Cancer Research UK provided principal funding for this study. The Oxford Comprehensive Biomedical Research Centre (I.T.) and the EU FP7 CHIBCHA grant (to L.G.C.-C. and I.T.) also provided funding. Core infrastructure support to the Wellcome Trust Centre for Human Genetics, Oxford, was provided by grant 075491/Z/04. The Medical Research Council (G0000657-53203), CORE and Scottish Executive Chief Scientist's Office (K/OPR/2/2/D333, CZB/4/449) provided additional funding (to M.D.). The Colon Cancer Family Registry was supported by the National Cancer Institute and National Institutes of Health under Request for Application #CA-95-011, and through cooperative agreements with the Australian Colorectal Cancer Family Registry (UO1 CA097735), the USC Familial Colorectal Neoplasia Collaborative Group (UO1 CA074799), Mayo Clinic Cooperative Family Registry for Colon Cancer Studies (UO1 CA074800), Ontario Registry for Studies of Familial Colorectal Cancer (UO1 CA074783), Seattle Colorectal Cancer Family Registry (UO1 CA074794) and The University of Hawaii Colorectal Cancer Family Registry (UO1 CA074806).

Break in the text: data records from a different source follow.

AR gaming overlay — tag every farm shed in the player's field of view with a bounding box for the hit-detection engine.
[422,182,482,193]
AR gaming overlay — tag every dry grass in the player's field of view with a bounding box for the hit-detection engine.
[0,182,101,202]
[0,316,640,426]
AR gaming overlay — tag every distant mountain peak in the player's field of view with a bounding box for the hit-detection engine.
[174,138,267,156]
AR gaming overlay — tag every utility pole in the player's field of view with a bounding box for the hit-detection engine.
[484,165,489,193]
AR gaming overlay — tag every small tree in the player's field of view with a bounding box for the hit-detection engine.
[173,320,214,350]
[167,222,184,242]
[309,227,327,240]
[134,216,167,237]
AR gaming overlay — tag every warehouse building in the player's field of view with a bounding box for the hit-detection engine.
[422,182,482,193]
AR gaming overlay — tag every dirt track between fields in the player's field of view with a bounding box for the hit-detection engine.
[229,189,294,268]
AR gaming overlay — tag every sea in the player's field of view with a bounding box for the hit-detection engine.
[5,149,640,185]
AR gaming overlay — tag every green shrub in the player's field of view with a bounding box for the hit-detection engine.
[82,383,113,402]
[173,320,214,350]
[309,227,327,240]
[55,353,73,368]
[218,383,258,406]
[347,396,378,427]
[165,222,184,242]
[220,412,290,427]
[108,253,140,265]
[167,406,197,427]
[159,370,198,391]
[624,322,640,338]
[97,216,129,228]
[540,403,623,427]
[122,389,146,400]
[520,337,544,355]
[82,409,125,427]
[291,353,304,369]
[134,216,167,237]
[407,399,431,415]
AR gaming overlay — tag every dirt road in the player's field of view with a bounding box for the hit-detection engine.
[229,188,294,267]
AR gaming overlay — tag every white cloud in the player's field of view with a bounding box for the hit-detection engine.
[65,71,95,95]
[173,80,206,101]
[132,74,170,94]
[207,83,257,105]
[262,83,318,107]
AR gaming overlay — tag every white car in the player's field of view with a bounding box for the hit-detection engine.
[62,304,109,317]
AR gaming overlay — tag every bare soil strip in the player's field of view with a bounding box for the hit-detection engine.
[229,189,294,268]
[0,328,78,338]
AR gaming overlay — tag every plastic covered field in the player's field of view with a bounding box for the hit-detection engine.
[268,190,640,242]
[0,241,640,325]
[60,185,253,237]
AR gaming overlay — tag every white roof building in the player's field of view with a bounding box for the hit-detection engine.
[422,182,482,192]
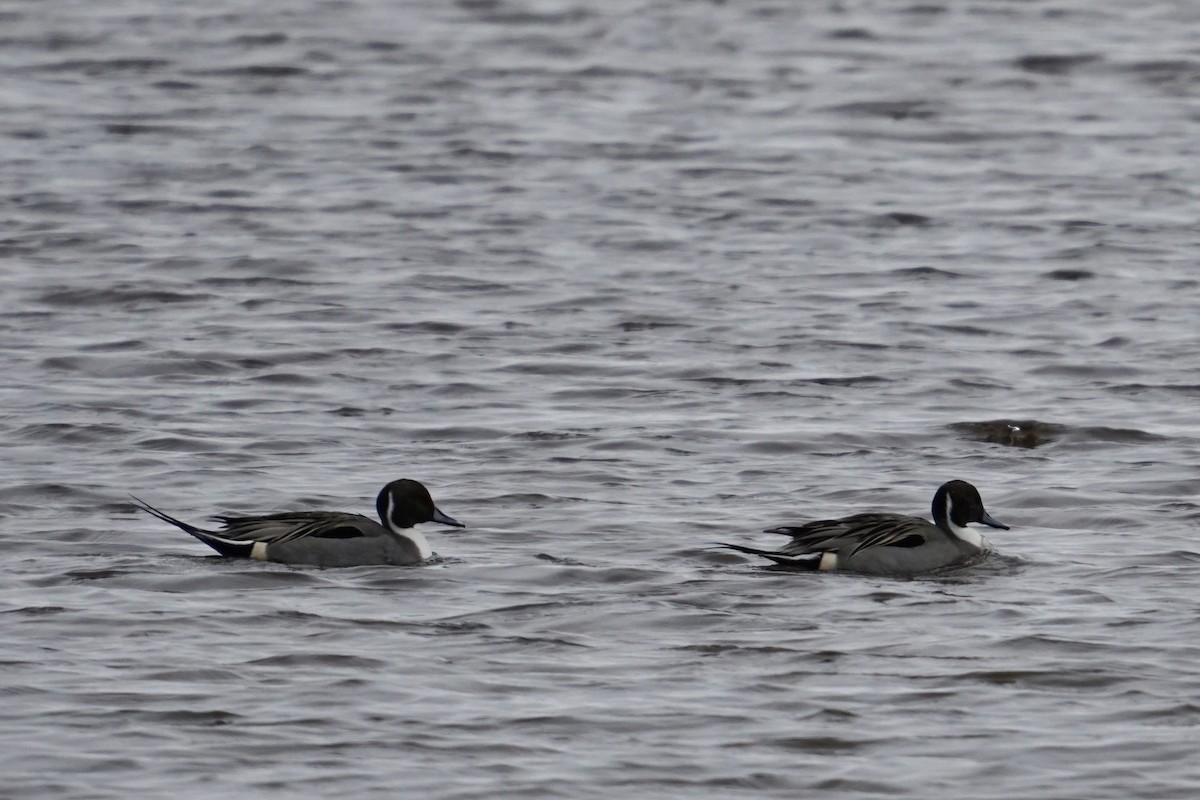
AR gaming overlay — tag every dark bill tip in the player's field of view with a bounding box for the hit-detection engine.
[979,511,1008,530]
[431,506,467,528]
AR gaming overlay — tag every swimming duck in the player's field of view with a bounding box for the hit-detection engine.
[133,479,466,567]
[721,481,1008,576]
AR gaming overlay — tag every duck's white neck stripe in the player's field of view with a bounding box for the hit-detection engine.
[946,494,983,549]
[383,494,433,561]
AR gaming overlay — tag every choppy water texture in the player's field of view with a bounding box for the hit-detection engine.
[0,0,1200,800]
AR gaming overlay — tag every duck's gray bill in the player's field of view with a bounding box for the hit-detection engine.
[979,511,1008,530]
[433,507,467,528]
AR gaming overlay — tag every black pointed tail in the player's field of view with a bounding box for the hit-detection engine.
[130,494,254,558]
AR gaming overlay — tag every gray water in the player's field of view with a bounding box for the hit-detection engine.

We are grateful to many colleagues within UK Clinical Genetics Departments (for CORGI) and to many collaborators who participated in the VICTOR and QUASAR2 trials. We would also like to thank colleagues from the UK National Cancer Research Network (for NSCCG). We are grateful to the COGS and SOCCS administrative teams, Roseanne Cetnarskyj and the research nurse teams, for recruiting individuals to the studies; the Wellcome Trust Clinical Research Facility for sample preparation; and all clinicians and pathologists throughout Scotland at collaborating centres. The study used the biological and data resource of Generation Scotland. This study made use of genotyping data on the 1958 Birth Cohort and NBS samples, kindly made available by the Wellcome Trust Case–Control Consortium 2. A full list of the investigators who contributed to the generation of the data is available from http://www.wtccc.org.uk/. We are grateful to Jake Byrnes and Adam Auton for their help with Galaxy and VCFtools. Finally, we would like to thank all individuals who participated in the study.
Conflicts of Interest statement. None declared.